Gazeteciler tutuklu meslektaşları için yürüdü
Dışarıdaki Gazeteciler, tutuklu meslektaşları için el ele yürüdü. Kadıköy'de yapılan eylemde, 31 Ekim’de görülecek olan Cumhuriyet ve Özgür Gündem davalarının takibi için çağrı yapıldı.
AYNUR TEKİN
ARTI GERÇEK - Kadıköy Mehmet Ayvalıtaş Meydanı’nda bir araya gelen gazeteciler, siyasi partiler ve sivil toplum örgütleri, tutuklu gazeteciler için el ele tutuşarak Boğa Heykeli'ne yürüdü. 31 Ekim Salı günü Çağlayan Adliyesi’nde görülecek olan Cumhuriyet ve Özgür Gündem davaları için çağrı yapılan eylemde, "Hemen Şimdi Özgürlük", "Susma haykır özgür basın haktır" "Ahmet çıkacak yine yazacak", "Murat çıkacak, yine yazacak", sloganları atıldı.
"YAZ GAZETECİ DEMEK İÇİN" GEL
Boğa Heykeli’nde yapılan basın açıklamasını Dışarıdaki Gazeteciler adına Gülşah Karadağ okudu. Açıklamada gazeteciler tutsak olduğu sürece hiç kimsenin özgür olamayacağını belirtildi ve şu ifadelere yer verildi:
"Bir kez daha özgürlük ve adalet için buluştuk, el ele omuz omuza yürüdük.

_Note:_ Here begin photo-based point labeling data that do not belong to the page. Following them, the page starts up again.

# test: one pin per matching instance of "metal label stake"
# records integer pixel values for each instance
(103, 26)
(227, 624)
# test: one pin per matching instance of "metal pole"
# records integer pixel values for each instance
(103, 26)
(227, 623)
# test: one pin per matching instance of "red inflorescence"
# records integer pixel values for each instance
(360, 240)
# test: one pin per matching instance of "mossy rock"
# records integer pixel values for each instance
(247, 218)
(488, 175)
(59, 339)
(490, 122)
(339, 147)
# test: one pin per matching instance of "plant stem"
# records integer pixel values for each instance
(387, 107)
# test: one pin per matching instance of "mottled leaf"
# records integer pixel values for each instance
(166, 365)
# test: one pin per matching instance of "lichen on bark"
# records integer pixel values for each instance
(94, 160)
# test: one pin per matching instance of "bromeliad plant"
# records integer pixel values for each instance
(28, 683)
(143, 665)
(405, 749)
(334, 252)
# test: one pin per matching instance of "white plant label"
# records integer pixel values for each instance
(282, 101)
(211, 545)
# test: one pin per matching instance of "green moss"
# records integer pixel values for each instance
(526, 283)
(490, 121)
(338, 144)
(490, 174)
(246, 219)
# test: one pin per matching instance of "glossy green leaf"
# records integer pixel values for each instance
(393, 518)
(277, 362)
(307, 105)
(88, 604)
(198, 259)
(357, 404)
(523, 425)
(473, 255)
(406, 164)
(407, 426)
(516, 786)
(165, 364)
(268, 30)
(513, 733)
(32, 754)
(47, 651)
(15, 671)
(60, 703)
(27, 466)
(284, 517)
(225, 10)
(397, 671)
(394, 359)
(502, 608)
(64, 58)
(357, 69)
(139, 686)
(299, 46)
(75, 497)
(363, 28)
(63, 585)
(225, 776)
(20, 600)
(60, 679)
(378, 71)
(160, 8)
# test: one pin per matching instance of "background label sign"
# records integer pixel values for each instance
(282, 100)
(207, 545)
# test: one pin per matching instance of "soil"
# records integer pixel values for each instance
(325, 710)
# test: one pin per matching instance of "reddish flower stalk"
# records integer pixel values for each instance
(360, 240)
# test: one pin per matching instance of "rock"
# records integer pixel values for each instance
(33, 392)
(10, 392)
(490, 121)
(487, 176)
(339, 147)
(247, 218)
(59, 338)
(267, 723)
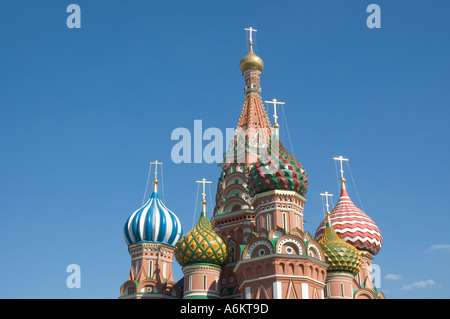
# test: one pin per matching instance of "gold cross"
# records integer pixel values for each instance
(156, 163)
(341, 159)
(326, 194)
(204, 182)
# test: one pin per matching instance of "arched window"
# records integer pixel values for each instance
(284, 221)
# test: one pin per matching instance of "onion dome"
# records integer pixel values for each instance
(353, 225)
(340, 255)
(202, 244)
(153, 222)
(251, 61)
(278, 169)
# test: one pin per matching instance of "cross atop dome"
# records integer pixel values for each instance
(155, 181)
(341, 159)
(204, 182)
(251, 30)
(326, 194)
(275, 116)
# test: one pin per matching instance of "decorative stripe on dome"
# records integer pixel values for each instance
(153, 222)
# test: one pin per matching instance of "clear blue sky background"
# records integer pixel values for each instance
(84, 111)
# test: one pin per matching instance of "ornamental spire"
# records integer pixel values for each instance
(155, 181)
(341, 159)
(276, 126)
(326, 194)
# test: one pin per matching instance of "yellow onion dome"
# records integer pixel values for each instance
(202, 244)
(340, 255)
(251, 61)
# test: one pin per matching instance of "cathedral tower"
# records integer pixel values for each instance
(356, 228)
(151, 233)
(202, 253)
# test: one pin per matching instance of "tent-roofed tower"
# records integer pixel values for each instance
(233, 213)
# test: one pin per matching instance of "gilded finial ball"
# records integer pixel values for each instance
(251, 61)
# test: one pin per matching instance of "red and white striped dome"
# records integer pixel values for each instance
(353, 225)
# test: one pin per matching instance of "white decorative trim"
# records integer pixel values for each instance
(290, 240)
(254, 245)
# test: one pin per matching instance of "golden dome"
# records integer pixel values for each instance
(251, 61)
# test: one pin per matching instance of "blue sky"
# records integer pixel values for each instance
(84, 111)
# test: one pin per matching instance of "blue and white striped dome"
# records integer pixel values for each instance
(153, 222)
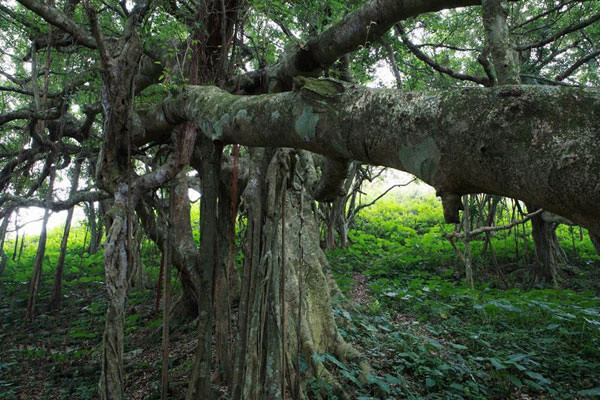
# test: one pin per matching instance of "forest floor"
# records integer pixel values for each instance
(425, 336)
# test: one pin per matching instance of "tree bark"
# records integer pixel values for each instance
(548, 253)
(56, 294)
(36, 274)
(200, 383)
(596, 242)
(3, 229)
(261, 352)
(515, 125)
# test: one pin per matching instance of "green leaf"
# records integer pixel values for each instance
(515, 380)
(537, 377)
(589, 392)
(497, 363)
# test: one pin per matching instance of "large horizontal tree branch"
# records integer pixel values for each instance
(540, 144)
(487, 229)
(360, 28)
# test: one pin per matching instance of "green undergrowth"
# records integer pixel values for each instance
(427, 335)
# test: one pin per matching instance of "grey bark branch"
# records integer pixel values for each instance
(510, 126)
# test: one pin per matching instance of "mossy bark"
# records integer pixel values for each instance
(471, 140)
(262, 355)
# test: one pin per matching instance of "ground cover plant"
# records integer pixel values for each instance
(424, 333)
(277, 114)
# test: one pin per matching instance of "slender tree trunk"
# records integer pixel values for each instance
(21, 248)
(467, 228)
(36, 275)
(56, 294)
(596, 242)
(93, 226)
(200, 383)
(16, 248)
(3, 229)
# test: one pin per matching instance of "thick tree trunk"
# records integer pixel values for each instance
(265, 364)
(548, 253)
(115, 271)
(56, 294)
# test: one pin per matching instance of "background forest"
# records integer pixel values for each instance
(300, 271)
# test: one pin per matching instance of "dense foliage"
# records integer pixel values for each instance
(425, 333)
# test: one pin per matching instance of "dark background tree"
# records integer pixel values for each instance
(149, 91)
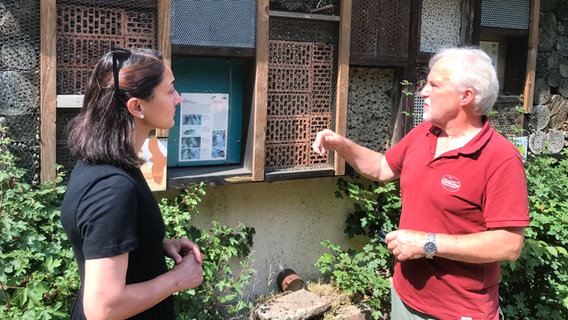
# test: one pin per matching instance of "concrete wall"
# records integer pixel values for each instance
(291, 218)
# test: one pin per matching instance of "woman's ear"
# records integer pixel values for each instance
(133, 106)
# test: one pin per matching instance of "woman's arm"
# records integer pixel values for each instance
(106, 295)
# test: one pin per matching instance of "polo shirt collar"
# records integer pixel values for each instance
(474, 145)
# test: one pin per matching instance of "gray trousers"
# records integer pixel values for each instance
(400, 311)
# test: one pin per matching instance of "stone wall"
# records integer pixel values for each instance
(549, 118)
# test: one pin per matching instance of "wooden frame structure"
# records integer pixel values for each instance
(48, 102)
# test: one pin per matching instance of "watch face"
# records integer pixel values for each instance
(429, 248)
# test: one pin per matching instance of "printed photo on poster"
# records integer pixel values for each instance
(203, 129)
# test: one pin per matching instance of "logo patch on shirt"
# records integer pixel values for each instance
(451, 183)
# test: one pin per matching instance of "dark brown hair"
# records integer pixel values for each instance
(103, 132)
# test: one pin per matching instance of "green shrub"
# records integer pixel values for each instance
(38, 277)
(221, 295)
(364, 275)
(536, 285)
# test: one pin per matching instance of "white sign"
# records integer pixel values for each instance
(203, 127)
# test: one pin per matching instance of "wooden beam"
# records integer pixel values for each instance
(260, 95)
(342, 79)
(48, 89)
(531, 56)
(165, 41)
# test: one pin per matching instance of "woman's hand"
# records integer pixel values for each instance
(179, 248)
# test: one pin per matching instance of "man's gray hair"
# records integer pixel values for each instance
(472, 68)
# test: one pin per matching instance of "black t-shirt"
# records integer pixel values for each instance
(108, 211)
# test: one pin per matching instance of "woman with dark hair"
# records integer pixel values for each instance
(110, 215)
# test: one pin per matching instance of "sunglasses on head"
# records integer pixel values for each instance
(119, 55)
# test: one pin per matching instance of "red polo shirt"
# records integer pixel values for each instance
(471, 189)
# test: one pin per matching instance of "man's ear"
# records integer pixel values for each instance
(467, 97)
(133, 106)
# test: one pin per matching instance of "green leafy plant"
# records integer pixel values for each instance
(222, 293)
(364, 274)
(536, 285)
(39, 277)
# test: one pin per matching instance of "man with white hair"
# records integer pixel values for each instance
(463, 189)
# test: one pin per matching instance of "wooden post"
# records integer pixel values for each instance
(165, 41)
(531, 56)
(260, 99)
(342, 79)
(48, 89)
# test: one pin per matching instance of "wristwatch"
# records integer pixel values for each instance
(430, 246)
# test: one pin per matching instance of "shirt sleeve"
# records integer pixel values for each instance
(107, 217)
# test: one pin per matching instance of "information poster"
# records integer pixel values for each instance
(203, 129)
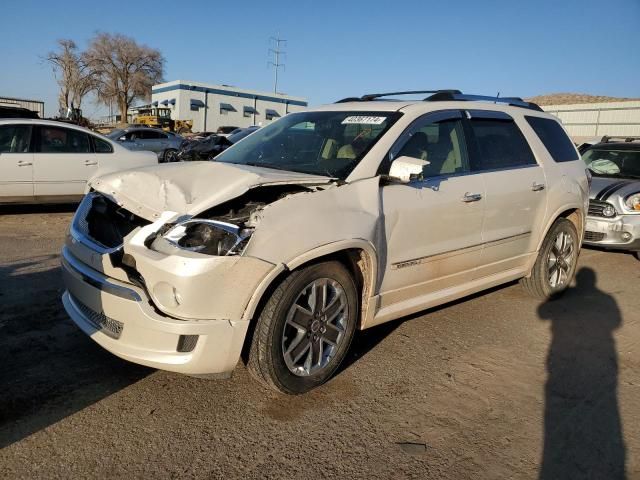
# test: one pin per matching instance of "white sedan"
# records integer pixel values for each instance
(45, 161)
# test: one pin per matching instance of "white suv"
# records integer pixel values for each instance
(322, 223)
(49, 161)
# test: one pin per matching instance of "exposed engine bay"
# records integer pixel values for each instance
(226, 228)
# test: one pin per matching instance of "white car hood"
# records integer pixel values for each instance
(190, 188)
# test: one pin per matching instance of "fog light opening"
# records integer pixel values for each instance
(186, 343)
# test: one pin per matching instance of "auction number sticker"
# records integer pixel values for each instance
(364, 120)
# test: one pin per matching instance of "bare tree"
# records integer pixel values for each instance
(122, 69)
(73, 77)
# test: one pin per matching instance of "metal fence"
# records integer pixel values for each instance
(34, 105)
(599, 119)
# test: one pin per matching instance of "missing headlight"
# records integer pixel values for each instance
(210, 237)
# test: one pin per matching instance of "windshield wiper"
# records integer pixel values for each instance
(266, 165)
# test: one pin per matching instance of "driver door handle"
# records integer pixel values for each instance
(471, 197)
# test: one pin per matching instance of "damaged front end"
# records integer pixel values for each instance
(224, 230)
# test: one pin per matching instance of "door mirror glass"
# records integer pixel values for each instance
(405, 169)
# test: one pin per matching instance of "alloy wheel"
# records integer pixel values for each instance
(560, 260)
(315, 326)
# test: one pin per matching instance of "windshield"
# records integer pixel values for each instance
(613, 163)
(318, 143)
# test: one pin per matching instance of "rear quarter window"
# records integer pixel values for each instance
(554, 139)
(500, 144)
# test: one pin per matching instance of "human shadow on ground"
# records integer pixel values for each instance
(582, 425)
(49, 369)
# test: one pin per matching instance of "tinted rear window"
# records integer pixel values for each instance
(554, 139)
(500, 144)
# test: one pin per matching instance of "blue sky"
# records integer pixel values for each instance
(348, 47)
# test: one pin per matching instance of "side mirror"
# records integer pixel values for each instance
(404, 169)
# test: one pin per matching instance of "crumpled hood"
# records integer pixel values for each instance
(602, 188)
(190, 188)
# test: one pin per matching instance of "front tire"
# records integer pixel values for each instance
(305, 329)
(170, 155)
(556, 264)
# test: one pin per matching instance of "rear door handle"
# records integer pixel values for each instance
(471, 197)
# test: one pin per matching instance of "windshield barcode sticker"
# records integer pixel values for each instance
(364, 120)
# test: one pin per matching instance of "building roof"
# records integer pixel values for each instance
(226, 90)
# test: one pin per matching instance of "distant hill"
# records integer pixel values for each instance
(570, 98)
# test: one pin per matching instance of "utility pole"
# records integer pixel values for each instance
(276, 64)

Hakikatin önüne gerilmiş olan perdeleri yırttıkları için hapse atılan gazeteci arkadaşlarımızı andık yüksek sesle, yine göğsümüz kabardı, varlıklarıyla gurur duyduk. Böylesi bir zorbalığa hiçbir ülkenin halkının layık olmadığını biliyor ve o yüzden tahammül sınırlarının çoktan aşıldığını söylüyoruz. Bu esarete, cehalete katlanmak zorunda değiliz. 31 Ekim’de görülecek olan Cumhuriyet ve Özgür Gündem’in davasını hep birlikte takip edebiliriz. Terazisi şaşmış olan adaletin düzelmesi için gel, yaz gazeteci demek için gel, demokrasi ve barış için gel, kahrolsun istibdat yaşasın hürriyet."
"ÇOK POZİTİF BİR ATMOSFER VARDI"
Artı Gerçek’in sorularını yanıtlayan Sınır Tanımayan Gazeteciler Türkiye Temsilcisi Erol Önderoğlu, Türkiye’nin; Çin, İran gibi medya özgürlüğü en dipte olan ülkelerle birlikte anıldığına dikkat çekti ve şöyle devam etti: "Bu bizi uzun zamandır rahatsız eden bir tespit. Fakat 180 ülke arasında ülkeyi 151. sıraya sokan biz değiliz. Özellikle OHAL altında Türkiye’deki adalet mekanizması bertaraf edilmiş durumda. Tüm dünyanın gördüğü ama Türkiye’de iktidarın göremediği bir gerçeği insanların gözünün önüne getirmeye çalışıyoruz. Gazetecilik mesleği, bu kadar baskı altına alınırsa bilin ki usulsüzlükler, yolsuzluklar ve yanlış uygulamalar gözünüzden kaçırılmaya çalışılıyor. Siz sadece televizyonu, gazeteyi bir eğlence mecrası olarak tüketiyorsunuz ve Türkiye’de olup biten gerçeklerle ilgili zerre kadar bilgilenemiyorsunuz. Bu mesajı taşımak istedik, çok pozitif bir atmosfer vardı. Meslektaşlarımızla ve sivil toplum örgütleriyle sesimi duyurmak istedik."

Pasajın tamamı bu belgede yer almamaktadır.